Leslie Weise is VP of Legal and Policy Affairs for CEI. Leslie has nearly twenty years of experience as an engineer and in-house lawyer for Fortune 500 technology companies such as Redback Networks, Applied Materials, Honeywell and Xerox. In addition to advanced degrees in Environmental and Natural Resources Law and Policy and in Intellectual Property Law, her experience includes oversight of M&A activity for AlliedSignal/Honeywell and as General Counsel of NPTest, a spin-off of Schlumberger.
Glenn Booth is VP of Marketing and Business Development for CEI and most recently served as VP of Marketing for the Rajant Corporation, where he led the development and execution of the company marketing strategies and communications. Glenn has over 25 years of successful marketing, sales and engineering experience. Glenn has earned a B.S. in Electrical Engineering from the University of Colorado and is a member of the American Marketing Association.
The senior engineering team is well-seasoned and diverse in experience, and includes Brian Nuel and Lee Smith, who collectively have over 40 years of mechanical and thermal systems design experience. Additionally, two junior engineers, Kevin McWilliams and Nat Farber assist the senior team through engine and system assembly and validation tests on the prototypes. Other engineering, software and design consultants are retained by the company as required for development.
Advisors for the engine and system design and development to date include: Lennart Johannsen, a Stirling engine design consultant, formerly of Phillips and STM; Professor Israel Urieli of Ohio University, a noted Stirling engine specialist; and Jefferey Hodgson, mechanical engineering professor at the University of Tennessee.
Business Advisors: John Herrick has extensive renewable energy experience in technology,
law and policy as Chief Counsel for the DOE EERE and at one the nations’ top energy law
firms, Brownstein Hyatt Farber Schreck, LLP.
Pavel Bouska (Advisory Board) has extensive technology and business operations experience
taking startups through IPO (Gaiam, Inc. & Corporate Express, Inc.).

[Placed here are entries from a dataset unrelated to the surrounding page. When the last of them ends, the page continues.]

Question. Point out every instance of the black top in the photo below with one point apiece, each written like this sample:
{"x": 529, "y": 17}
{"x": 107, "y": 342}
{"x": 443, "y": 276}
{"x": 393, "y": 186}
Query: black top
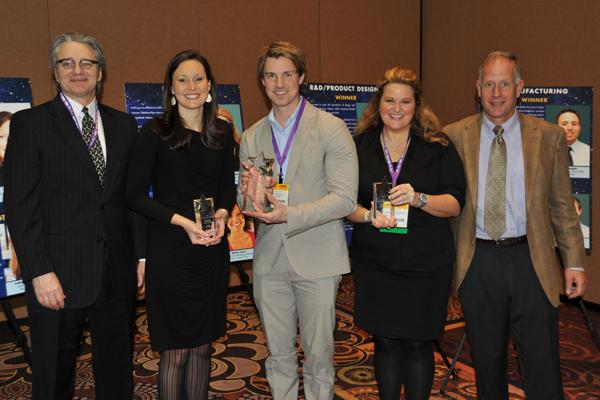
{"x": 186, "y": 284}
{"x": 430, "y": 168}
{"x": 179, "y": 176}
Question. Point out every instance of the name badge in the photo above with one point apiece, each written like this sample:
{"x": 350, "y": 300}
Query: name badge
{"x": 401, "y": 216}
{"x": 281, "y": 193}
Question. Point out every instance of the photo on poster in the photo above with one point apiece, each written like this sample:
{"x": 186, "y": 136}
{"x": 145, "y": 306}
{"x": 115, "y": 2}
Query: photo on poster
{"x": 571, "y": 108}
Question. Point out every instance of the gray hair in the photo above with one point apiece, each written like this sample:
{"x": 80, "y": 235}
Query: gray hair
{"x": 82, "y": 38}
{"x": 506, "y": 55}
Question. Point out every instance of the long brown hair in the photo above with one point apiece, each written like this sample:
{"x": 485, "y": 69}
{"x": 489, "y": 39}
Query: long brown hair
{"x": 424, "y": 123}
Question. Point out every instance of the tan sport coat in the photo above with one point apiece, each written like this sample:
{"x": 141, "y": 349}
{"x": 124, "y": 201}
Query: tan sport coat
{"x": 550, "y": 211}
{"x": 322, "y": 174}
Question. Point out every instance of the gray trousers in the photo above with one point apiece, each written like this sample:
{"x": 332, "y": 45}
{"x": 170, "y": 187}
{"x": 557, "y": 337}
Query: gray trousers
{"x": 286, "y": 300}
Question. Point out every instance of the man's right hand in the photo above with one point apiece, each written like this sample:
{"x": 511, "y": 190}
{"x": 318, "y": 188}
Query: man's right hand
{"x": 48, "y": 291}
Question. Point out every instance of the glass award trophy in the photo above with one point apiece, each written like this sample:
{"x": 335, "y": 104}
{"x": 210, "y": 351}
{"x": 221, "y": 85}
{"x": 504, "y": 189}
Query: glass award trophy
{"x": 204, "y": 209}
{"x": 260, "y": 175}
{"x": 381, "y": 200}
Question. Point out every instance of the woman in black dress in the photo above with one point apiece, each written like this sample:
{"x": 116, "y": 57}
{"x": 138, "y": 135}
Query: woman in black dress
{"x": 402, "y": 272}
{"x": 185, "y": 153}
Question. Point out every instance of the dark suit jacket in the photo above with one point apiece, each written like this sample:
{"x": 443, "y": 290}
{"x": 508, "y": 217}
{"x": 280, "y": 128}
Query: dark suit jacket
{"x": 430, "y": 168}
{"x": 59, "y": 216}
{"x": 549, "y": 203}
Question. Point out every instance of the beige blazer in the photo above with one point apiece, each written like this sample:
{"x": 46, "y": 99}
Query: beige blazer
{"x": 322, "y": 174}
{"x": 550, "y": 211}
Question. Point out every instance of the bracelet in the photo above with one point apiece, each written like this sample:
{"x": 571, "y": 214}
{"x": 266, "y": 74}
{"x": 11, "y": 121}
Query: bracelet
{"x": 367, "y": 216}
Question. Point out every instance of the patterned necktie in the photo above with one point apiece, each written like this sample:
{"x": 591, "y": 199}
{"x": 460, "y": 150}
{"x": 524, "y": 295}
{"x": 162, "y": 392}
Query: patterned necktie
{"x": 495, "y": 189}
{"x": 87, "y": 130}
{"x": 570, "y": 156}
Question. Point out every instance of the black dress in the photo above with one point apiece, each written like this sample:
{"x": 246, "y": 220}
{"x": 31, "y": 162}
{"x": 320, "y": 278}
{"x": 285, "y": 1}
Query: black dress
{"x": 403, "y": 280}
{"x": 186, "y": 284}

Andrew Goldstein has strong experience in developing new technologies into cost effective and high quality mass producible products (ProStor Systems, Network Photonics & Medtronic Navigation).
Background of CEI’s Innovations: Several factors have growing impacts on American consumers, their pocketbooks, and their awareness of the current energy situation:
- Costs of heating fuels such as natural gas, propane and fuel oil have greatly outpaced therate of inflation over the past ten years (7-11% annual increases, with increases more than double that amount in each of the past two years).
- Space and water heating comprise about 50% of the average American’s annual total energy bill, an even higher percentage in many regions of the country, and growing rapidly.
- Awareness is increasing regarding energy issues and related national security and climate change impacts. Distributed solar energy installations have been growing rapidly,particularly solar photovoltaic (PV) for generating electricity, and solar thermal for hot water and space heat.
- Distributed solar thermal systems have high collection efficiencies (up to 75%) and cost about $1.50/Watt-peak installed, while PV systems have much lower collection efficiencies up to 20% and cost about $7.00/Watt-peak installed.
- Despite the demand for home heating that is affordable and clean, the main barrier to widely-deployed active solar thermal heating systems is their inability to use the excess heat that is generated in the non-heating season and the lack of payoff (i.e. value) of the equipment during that period.
- Widely prevalent heat sources exist in the low to mid temperature range (100-300°C) that are not being harnessed for energy production, and that are renewable and pollution free such as solar and geothermal, or are otherwise being wasted from industrial production facilities generating waste heat.